Big Data is a hot topic in the IT industry right now. Is it marketing hype or does it have real foundational importance? Like Virtualization and Cloud, two other categories which have dominated the IT airwaves in the last five years, Big Data isn’t actually all that new and in it’s broadest sense can trace its heritage back to the mainframe era.
The relational database vendors really created the concept of storing data in a structured and easily accessible way back in the 1980s and for most transactions, using Oracle, Sybase, DB2 etc was the way to go. But the RDBMS approach wasn’t overly suitable for really large objects or massive data sets, and so managing vast quantities of data became the preserve of companies like Terradata and the BI vendors for many, many years. They do a great job at it. Specialized hardware platforms like Engenio (now NetApp E Series) appeared to complement the software and deliver the right environment for complex data analysis of massive data sets. This was (and ‘is’) Big Data. But Big Data has now moved into the mainstream. Hadoop, MapReduce and other techniques for analyzing massive datasets are du jour.
Unstructured data is surely growing faster than structured data and will become the primary use case for storage. IDC predicted that back in 2008. But the exponential growth of Facebook, Google+, Twitter on the one hand, and the use of more and more rich media such as video surveillance feeds and user-generated video from flip cameras and the like, is surely what is driving this focus on big data even more acutely. There is a wealth of potential information that is tied up in social media data which is gold-dust for advertisers, economists, futurologists and the purveyors of a smorgasbord of services. Cher Aira, writing for SiliconAngle opines that combining big data with Twitter data leads to better customer service and better, more targeted advertising which she, as a twitterer, actually appreciates. Read her article here. She is probably right.

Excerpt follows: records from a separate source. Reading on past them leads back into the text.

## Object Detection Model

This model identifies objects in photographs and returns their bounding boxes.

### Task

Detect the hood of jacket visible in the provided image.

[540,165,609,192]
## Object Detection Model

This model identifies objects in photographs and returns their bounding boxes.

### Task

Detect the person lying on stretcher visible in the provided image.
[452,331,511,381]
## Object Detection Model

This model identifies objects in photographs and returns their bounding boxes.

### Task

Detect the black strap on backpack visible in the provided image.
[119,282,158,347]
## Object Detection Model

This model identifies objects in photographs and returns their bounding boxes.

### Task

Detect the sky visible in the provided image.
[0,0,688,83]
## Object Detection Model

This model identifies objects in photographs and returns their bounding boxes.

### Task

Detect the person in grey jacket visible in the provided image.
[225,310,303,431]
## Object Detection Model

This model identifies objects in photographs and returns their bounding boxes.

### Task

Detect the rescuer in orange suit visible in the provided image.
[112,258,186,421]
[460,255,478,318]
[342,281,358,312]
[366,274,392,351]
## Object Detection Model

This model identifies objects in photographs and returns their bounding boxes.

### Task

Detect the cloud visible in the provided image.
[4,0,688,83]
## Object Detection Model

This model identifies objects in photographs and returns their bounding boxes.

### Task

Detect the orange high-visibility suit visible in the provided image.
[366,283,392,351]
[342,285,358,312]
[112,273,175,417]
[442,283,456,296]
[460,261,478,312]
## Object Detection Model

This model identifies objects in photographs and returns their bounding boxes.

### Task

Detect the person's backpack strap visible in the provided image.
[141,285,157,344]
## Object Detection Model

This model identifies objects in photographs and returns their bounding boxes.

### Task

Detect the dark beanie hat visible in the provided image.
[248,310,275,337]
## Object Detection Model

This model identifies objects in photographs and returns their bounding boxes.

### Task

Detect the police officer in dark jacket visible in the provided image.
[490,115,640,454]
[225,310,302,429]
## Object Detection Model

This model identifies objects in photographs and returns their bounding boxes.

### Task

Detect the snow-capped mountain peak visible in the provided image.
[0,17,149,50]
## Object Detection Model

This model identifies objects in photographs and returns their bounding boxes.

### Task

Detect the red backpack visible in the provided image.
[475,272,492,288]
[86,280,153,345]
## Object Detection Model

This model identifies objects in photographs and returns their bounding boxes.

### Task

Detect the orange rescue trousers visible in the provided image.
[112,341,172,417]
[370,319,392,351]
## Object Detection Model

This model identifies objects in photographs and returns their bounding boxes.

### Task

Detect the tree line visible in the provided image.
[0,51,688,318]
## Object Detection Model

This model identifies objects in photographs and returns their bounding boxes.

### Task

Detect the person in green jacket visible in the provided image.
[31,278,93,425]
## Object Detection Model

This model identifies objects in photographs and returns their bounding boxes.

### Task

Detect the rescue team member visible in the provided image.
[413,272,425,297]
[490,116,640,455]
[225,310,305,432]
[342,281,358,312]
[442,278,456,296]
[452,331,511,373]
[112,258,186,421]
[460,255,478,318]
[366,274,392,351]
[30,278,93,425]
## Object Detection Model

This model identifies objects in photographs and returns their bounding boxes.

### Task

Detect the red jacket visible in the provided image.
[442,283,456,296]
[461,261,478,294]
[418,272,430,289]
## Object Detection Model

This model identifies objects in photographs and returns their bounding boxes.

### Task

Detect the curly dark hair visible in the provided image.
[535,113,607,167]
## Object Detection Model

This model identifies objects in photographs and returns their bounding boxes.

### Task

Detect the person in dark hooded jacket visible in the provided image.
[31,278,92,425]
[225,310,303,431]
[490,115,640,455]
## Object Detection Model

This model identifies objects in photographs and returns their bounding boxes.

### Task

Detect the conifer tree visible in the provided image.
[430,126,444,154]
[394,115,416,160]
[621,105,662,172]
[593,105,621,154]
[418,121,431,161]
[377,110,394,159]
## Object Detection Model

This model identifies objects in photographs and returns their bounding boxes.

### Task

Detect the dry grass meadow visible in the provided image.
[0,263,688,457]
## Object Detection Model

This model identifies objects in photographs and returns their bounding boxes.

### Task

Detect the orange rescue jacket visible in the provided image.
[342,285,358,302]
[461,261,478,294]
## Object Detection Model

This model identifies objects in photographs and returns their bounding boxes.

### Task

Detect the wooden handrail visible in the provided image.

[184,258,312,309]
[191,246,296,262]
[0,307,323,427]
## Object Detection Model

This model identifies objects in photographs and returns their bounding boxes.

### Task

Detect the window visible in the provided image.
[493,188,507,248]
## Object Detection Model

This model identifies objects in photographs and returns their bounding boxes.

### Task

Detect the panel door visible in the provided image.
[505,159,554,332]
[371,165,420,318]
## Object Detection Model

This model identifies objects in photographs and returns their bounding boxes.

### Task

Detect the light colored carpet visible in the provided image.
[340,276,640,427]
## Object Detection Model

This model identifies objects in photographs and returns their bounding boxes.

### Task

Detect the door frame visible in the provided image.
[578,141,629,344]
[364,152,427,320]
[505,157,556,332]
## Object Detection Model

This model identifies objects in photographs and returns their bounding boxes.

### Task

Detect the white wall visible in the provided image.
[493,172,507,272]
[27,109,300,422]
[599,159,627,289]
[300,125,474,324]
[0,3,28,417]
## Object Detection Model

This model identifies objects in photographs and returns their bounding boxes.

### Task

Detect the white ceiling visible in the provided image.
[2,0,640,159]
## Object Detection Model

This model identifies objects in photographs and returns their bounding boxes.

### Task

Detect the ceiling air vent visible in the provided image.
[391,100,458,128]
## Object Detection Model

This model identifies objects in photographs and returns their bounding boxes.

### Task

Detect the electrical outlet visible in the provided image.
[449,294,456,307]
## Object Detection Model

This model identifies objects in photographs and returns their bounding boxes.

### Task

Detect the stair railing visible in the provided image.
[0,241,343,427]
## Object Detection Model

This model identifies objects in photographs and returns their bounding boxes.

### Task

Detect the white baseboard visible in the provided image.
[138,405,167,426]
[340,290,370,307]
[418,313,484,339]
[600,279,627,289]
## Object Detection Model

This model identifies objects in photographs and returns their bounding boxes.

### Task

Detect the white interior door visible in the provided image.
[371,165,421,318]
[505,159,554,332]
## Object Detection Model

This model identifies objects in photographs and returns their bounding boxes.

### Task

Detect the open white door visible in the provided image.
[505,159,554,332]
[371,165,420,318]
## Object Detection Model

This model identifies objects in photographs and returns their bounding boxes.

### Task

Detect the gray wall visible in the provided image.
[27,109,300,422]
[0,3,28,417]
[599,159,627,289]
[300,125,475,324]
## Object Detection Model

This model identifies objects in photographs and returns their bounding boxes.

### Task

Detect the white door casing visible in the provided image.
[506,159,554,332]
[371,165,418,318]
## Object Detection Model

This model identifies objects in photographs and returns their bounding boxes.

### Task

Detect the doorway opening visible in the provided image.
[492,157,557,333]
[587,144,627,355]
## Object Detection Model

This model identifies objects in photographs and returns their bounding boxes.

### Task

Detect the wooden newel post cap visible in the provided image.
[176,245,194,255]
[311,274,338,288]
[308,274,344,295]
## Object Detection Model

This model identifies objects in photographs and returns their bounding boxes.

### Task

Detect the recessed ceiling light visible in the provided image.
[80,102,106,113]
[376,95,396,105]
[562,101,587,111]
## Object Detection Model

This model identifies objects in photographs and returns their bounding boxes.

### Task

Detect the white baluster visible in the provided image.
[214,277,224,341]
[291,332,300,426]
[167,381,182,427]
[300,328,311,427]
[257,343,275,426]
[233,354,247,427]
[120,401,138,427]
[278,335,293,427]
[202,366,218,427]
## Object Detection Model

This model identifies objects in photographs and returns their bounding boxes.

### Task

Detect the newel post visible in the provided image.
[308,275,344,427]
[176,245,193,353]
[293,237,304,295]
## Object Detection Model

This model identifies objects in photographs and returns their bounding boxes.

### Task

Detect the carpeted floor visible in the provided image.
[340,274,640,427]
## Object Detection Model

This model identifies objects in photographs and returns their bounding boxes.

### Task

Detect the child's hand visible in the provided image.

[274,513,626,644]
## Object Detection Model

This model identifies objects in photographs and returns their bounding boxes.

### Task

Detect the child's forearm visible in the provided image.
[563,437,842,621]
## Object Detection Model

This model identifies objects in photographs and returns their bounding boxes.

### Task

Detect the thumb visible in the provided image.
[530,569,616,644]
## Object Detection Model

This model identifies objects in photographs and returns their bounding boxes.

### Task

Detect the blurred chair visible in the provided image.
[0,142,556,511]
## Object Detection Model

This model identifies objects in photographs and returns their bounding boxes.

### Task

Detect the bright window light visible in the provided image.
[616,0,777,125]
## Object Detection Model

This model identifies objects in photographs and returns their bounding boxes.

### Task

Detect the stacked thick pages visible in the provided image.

What is now being understood by big business is that the vast quantity of data that they store, actually contains real nuggets of information which can help drive differentiation. It’s the old addage about turning data into information. Data on its own is only so useful, turning that into information upon which to act, now that is powerful. The fact is, the pendulum of where that useful information can be mined is rapidly swinging from the structured to the unstructured. Storing, managing and mining that data is a different proposition than the traditional approach and that is why there is so much focus on big data.